Nevertheless, we would all do ourselves a favour if we paused for a while and really thought about the issue and then measured our motives and opinions more carefully.
And of course there are people whose actions speak so loud that they really don’t need to answer with words. A case in point is Dave Stapleton. Even though very busy with his professional and personal life, he dedicated part of 2008 to co-founding a record label that would help him spread the word of music close to his own heart.
A calling became a labour of love became Edition Records, and that is a fact we all can now enjoy. Some serendipity at play, undoubtedly, but mainly it boils down to being open and not being afraid of hard work.

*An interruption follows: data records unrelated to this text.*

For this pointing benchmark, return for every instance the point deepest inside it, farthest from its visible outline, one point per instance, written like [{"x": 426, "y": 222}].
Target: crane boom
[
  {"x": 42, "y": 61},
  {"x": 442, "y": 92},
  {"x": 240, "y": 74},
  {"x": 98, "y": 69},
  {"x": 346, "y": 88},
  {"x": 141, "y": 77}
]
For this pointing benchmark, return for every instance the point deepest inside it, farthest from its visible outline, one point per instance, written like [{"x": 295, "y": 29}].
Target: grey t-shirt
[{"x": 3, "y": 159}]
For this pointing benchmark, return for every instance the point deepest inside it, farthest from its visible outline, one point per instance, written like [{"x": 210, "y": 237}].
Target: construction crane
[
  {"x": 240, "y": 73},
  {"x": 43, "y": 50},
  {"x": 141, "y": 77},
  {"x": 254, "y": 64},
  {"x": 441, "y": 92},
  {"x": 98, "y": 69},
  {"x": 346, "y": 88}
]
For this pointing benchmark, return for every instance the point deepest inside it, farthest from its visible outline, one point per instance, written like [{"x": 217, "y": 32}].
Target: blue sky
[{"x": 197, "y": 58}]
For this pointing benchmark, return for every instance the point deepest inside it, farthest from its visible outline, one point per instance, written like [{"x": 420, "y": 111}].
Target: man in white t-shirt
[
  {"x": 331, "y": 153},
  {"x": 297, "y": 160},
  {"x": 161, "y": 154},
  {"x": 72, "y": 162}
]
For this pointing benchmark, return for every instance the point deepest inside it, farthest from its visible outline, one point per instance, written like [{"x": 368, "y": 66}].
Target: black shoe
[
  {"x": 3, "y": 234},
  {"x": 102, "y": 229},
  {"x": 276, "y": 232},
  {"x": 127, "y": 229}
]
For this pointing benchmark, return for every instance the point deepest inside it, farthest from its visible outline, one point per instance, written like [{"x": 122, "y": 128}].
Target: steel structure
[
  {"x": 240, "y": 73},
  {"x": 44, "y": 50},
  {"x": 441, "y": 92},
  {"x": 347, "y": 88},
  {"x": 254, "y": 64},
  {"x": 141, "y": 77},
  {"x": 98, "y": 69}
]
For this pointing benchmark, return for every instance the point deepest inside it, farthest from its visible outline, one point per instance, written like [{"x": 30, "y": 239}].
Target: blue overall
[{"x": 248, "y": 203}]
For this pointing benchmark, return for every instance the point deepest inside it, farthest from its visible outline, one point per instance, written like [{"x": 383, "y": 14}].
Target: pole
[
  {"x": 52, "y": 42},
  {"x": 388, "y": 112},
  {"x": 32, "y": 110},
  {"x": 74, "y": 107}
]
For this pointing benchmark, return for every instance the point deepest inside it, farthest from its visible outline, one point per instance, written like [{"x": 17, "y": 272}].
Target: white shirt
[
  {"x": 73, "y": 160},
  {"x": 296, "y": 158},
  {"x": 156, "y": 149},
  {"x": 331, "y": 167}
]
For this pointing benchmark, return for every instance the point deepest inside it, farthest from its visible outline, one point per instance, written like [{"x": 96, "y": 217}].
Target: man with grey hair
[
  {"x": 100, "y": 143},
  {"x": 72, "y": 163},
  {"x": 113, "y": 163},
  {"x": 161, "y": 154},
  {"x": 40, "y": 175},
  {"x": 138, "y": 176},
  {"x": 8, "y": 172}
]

Breaking the mental chains
For us Finns, famously cursed with below-zero self-esteem, it was epic news that Stapleton handpicked some of our countrymen to be represented in the roster of artists at Edition. Especially as he sees that many jazz musicians and composers from Finland are on average driven by nobler goals and core values than their colleagues globally.
But however warm and cuddly gestures such as these make us as a community feel, they are also something we should finally learn to put in perspective. Stapleton is undoubtedly honest in his evaluation but in the big picture we as a nation perhaps should stop making such a big fuss when someone from abroad gives us a pat on the back.
What is really needed now is a collective leap of faith towards understanding the intrinsic value of trumpeter Verneri Pohjola, pianists Aki Rissanen and Alexi Tuomarila, drummer Olavi Louhivuori and the other Finns on Edition Records. Yes, they are signed to a vital British label and at least minor prophets in their own land too.
But they are also operating at a unique point in time. Who knows, maybe the aforementioned and their peers will even see this juncture as a paradigm shift when it is in the rear-view mirror.
Whereas too many of our artists in the previous generation were still trapped as if in the old joke where a Finn goes to a zoo and instead of marvelling at the wildlife spends his day agonising at what the animals see when they look at him, the forty-somethings of today have broken these mental chains. Relying on their education, skills and European openness, they embrace the postmodern work environment with their heads held high.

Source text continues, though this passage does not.